To transform it to equality form (a.k.a. standard form) one might introduce slack variables for every constraint. Generally, if you have $Ax <= b$ you can write $Ax + x_s = b$ where $x_s \geq 0$ and $x_s$ are called slack variables.
It appears that for Independent Set slack variables are actually binary!
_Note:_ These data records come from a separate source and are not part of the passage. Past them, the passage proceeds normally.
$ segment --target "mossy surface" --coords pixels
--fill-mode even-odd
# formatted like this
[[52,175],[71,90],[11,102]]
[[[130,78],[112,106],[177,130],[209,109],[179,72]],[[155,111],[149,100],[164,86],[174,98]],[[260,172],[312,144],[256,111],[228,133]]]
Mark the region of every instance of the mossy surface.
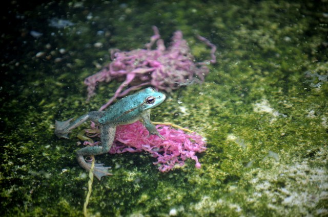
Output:
[[[161,173],[146,153],[97,156],[113,176],[94,181],[90,215],[328,215],[328,82],[317,76],[328,74],[326,1],[20,2],[2,17],[3,216],[82,215],[79,130],[58,139],[55,119],[112,96],[121,81],[86,102],[84,79],[110,61],[109,49],[143,48],[152,25],[167,42],[181,30],[197,61],[209,50],[195,34],[217,46],[206,81],[152,112],[206,138],[202,167]],[[54,17],[74,25],[50,27]]]

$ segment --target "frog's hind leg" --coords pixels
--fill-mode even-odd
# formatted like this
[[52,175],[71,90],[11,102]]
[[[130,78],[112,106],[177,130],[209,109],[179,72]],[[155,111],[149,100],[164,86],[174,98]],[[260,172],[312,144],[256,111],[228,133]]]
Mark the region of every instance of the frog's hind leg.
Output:
[[104,113],[103,111],[93,111],[82,115],[74,122],[71,123],[73,118],[64,122],[55,121],[55,134],[58,138],[68,138],[68,134],[71,130],[79,126],[81,124],[90,119],[96,124],[98,124],[98,119]]
[[[87,171],[90,171],[91,164],[86,161],[85,156],[97,155],[107,153],[109,151],[114,141],[116,127],[110,125],[100,125],[100,137],[102,146],[89,146],[76,152],[76,158],[79,164]],[[110,167],[104,166],[102,164],[95,164],[93,175],[100,181],[101,177],[111,176],[108,172]]]

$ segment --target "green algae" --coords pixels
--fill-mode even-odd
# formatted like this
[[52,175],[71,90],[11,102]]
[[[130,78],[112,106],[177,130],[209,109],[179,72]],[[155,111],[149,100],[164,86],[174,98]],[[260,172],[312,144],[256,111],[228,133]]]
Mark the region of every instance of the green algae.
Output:
[[[187,160],[162,174],[146,153],[97,156],[114,175],[93,182],[88,212],[327,214],[328,83],[311,86],[319,81],[309,82],[305,74],[328,74],[324,1],[51,2],[24,9],[12,4],[26,17],[0,39],[8,44],[2,60],[8,78],[0,89],[4,215],[82,215],[88,178],[74,154],[80,129],[58,139],[54,120],[97,110],[112,95],[119,82],[100,84],[86,102],[84,78],[110,61],[109,49],[142,47],[153,25],[167,41],[182,30],[197,59],[209,52],[195,34],[218,46],[205,82],[181,87],[152,111],[152,120],[207,138],[207,151],[197,155],[202,167]],[[48,27],[49,17],[61,16],[75,25]],[[42,30],[39,22],[44,35],[34,39],[28,30]],[[40,51],[46,54],[36,57]]]

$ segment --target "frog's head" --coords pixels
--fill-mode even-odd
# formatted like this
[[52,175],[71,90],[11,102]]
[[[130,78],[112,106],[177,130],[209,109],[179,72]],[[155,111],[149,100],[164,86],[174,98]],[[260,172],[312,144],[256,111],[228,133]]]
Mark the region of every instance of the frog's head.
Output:
[[141,91],[140,94],[144,99],[144,103],[141,105],[143,110],[148,110],[160,105],[165,100],[166,95],[163,93],[158,92],[152,87],[147,87]]

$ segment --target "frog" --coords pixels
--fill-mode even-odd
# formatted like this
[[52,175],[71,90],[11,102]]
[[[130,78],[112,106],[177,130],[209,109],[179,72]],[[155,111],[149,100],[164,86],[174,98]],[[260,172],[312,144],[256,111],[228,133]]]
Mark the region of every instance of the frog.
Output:
[[[166,98],[165,94],[151,87],[147,87],[125,97],[106,111],[91,111],[73,122],[73,118],[63,122],[56,120],[54,134],[59,138],[69,138],[68,134],[71,130],[88,120],[99,126],[101,145],[87,146],[76,153],[79,165],[90,172],[91,163],[87,162],[85,157],[108,153],[114,141],[117,126],[132,124],[142,119],[144,125],[151,134],[165,139],[150,121],[150,109],[161,104]],[[100,181],[102,177],[112,175],[108,171],[110,168],[104,166],[103,164],[95,163],[93,175]]]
Thus, you have the formulation \begin{align} \max & \sum\limits_{i=1}^n x_i \\ \text{subject to} & \\ & x_i + x_j +y_{ij} = 1 \text{ for all } (i,j) \in E \\ & x_i \in \{0,1\} \text{ for all } i \in V \\ & y_{ij} \in \{0,1\} \text{ for all } i,j \in V \end{align}
This formulation exactly satisfies yours
0-1 integer linear programming with only equality constraints (ILPEQ)
Now, you have a basic reduction argument. Suppose, you can solve ILPEQ fast, that means you can solve independent set fast, but it is known to be $\mathcal{NP}$-hard, so ILPEQ is also $\mathcal{NP}$-hard. The formal argument as well as checking that this is in fact a polynomial reduction I leave to the reader.